From wrong to wrong the exasperated spirit
Proceeds, unless restored by that refining fire
Where you must move in measure, like a dancer.” (Little Gidding II.76-93)
Eliot sees our choices in life as leading inevitably to consumption as if by fire: either the fire of self and sin, or the fire of love, specifically the love of God, which consumes the self: “unless restored by that refining fire…” Eliot speaks in paradoxes to convey these ultimate truths. In the temporal world of desire and movement, of hope and despair, the “only hope” lies in redemption from the consuming fire of desire by the consuming fire of the Holy Spirit (Schuchard, 1993: 76):
The only hope, or else despair
Lies in the choice of pyre or pyre–To be redeemed from fire by fire.

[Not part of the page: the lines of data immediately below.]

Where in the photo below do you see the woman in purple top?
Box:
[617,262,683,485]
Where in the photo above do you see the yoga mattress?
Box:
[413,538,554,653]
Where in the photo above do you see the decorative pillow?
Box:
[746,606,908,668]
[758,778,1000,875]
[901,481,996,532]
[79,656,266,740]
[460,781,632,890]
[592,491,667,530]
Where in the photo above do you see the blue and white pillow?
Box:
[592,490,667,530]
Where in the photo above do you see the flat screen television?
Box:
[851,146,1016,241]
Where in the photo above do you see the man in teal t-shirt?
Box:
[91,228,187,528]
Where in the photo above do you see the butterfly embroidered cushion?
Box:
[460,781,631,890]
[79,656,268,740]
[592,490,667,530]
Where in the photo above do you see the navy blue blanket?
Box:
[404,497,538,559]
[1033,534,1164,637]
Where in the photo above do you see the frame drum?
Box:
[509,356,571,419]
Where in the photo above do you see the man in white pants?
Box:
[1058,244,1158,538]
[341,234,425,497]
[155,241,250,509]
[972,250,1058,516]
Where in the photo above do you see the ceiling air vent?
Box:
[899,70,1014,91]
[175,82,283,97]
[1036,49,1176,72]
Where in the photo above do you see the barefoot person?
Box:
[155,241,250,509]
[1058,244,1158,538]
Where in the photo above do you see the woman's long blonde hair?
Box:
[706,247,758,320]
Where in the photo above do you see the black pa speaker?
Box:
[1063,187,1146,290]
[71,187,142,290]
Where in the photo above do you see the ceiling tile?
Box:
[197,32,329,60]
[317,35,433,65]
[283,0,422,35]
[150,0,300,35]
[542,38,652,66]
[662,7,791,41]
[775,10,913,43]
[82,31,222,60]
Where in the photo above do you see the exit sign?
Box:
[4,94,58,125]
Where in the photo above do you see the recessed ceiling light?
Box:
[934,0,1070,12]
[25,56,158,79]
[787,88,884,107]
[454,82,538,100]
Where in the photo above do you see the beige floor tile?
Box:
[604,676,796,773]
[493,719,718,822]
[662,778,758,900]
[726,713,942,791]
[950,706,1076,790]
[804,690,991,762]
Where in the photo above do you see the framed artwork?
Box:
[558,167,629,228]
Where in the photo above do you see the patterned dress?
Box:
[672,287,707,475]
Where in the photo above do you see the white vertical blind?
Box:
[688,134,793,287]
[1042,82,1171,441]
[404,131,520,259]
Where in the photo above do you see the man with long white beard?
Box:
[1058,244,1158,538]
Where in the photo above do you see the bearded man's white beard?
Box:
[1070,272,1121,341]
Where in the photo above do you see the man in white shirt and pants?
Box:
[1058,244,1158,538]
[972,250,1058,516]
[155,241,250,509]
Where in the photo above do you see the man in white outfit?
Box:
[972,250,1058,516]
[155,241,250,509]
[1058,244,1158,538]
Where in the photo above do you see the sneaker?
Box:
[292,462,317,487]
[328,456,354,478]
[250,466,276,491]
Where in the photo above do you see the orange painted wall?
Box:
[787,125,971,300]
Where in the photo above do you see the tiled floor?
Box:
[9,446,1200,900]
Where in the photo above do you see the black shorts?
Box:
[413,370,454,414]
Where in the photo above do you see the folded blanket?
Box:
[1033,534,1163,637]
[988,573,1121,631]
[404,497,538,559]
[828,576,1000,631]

Who then devised the torment? Love.
Love is the unfamiliar Name
Behind the hands that wove
The intolerable shirt of flame
Which human power cannot remove.
We only live, only suspire
Consumed by either fire or fire. (Little Gidding IV,5-14)
Eliot proclaims that life can be lived only in the present, which is the intersection of time past and time future, and the future is charged with the incomprehensible consequences of our choices. Humanity is only freed from past and future by living well in the present, but will ultimately be consumed, in a sense, by the choices it makes.
To conclude, the “Four Quartets” can be read to present the triumph of life over time. Eliot moves forward in the stream of time and eternity until he reaches the end of the poem, which is its true beginning; life lived forever in the timeless, no longer touched by the binding influence of time. The temporal is raised to the level of the eternal. In the midst of his timeless “still point,” Eliot sees that there “rises the hidden laughter/Of children in the foliage/Quick, now, here, now, always…” Eternity found in the still point gives joy to the temporal realm. Thus, the “Four Quartets” ends with a return to the rose garden with its contrast between the affirmation of reality and the temporal, and the true recognition that there is something more, the Eternal, echoing in the laughter of the children.